La posture d’Ousmane Sonko concernant le conseil constitutionnel a connu une mutation spectaculaire en quelques jours seulement. Peu après l’annonce de l’invalidation par les Sages d’un texte parlementaire visant à étendre les pouvoirs de l’Assemblée nationale au détriment de ceux du président de la République, il avait pourtant exhorté au respect strict de cette décision. « Cette décision s’impose à tous ! (…) En démocratie, lorsque les institutions exercent leurs prérogatives dans leur domaine réservé, aucun conflit institutionnel ne peut émerger », avait-il alors souligné.
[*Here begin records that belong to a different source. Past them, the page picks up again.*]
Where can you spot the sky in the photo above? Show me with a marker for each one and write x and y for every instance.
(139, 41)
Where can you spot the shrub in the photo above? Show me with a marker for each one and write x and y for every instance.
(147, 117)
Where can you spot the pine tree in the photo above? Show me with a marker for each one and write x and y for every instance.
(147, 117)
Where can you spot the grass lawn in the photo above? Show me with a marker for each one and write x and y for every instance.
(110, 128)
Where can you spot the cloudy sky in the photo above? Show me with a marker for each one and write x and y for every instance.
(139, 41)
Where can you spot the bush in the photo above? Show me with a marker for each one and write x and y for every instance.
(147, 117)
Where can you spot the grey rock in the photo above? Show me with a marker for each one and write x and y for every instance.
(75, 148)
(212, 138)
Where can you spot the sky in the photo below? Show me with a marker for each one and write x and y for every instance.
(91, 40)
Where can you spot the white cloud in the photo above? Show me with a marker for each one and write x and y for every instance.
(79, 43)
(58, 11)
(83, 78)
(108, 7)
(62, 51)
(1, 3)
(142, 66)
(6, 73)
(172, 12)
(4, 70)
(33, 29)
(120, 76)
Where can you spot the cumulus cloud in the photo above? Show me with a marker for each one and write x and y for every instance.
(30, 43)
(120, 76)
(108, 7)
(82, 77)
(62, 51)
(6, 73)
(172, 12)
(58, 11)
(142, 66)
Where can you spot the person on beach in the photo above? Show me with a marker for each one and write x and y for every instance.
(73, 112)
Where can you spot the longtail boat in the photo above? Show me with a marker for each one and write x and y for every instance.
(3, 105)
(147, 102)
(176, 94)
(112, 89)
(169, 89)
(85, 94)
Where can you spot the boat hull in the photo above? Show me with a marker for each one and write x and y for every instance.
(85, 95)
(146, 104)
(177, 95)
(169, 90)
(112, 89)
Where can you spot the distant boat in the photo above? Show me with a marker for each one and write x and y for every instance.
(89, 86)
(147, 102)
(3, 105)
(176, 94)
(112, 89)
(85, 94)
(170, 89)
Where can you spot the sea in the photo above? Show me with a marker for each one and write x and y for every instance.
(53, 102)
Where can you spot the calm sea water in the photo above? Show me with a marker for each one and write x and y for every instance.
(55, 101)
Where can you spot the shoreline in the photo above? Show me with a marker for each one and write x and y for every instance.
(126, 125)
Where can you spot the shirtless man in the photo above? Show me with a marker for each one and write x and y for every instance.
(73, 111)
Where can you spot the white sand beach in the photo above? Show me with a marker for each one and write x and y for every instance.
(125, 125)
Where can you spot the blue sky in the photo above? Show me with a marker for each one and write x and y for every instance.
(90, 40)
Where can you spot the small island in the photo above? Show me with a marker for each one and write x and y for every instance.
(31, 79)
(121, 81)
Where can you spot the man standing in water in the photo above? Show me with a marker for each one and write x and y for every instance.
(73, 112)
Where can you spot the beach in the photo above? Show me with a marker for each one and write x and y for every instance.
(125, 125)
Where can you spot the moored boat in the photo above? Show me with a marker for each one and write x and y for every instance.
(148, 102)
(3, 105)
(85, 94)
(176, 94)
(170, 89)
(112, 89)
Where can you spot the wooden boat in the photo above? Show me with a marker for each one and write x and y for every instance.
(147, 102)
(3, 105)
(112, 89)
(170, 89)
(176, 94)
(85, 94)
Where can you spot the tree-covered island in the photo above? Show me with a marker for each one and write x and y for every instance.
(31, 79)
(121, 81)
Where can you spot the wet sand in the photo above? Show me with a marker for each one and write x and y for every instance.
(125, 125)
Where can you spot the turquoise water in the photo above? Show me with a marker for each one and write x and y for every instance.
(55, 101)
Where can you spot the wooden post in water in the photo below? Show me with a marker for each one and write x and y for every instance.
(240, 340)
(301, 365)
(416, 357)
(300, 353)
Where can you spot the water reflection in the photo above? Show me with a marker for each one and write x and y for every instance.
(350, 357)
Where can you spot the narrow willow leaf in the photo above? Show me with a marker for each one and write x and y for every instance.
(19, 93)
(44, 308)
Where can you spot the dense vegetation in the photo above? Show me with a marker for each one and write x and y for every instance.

Cependant, lors de l’inauguration du siège de Pastef à Touba, le ton a radicalement changé. Devant ses militants, Ousmane Sonko a vivement contesté la légitimité de la décision rendue par les sept membres du conseil constitutionnel. « Le conseil constitutionnel ne peut imposer aux députés de voter des lois uniquement pour satisfaire le président de la République. Cette situation est profondément préoccupante », a-t-il affirmé avec force.
Le leader de l’opposition a également critiqué la fréquence des saisines du conseil constitutionnel par le chef de l’État, évoquant une pratique systématique. « Chaque semaine, il recourt à cette institution », a-t-il dénoncé, visant directement le président Bassirou Diomaye Faye.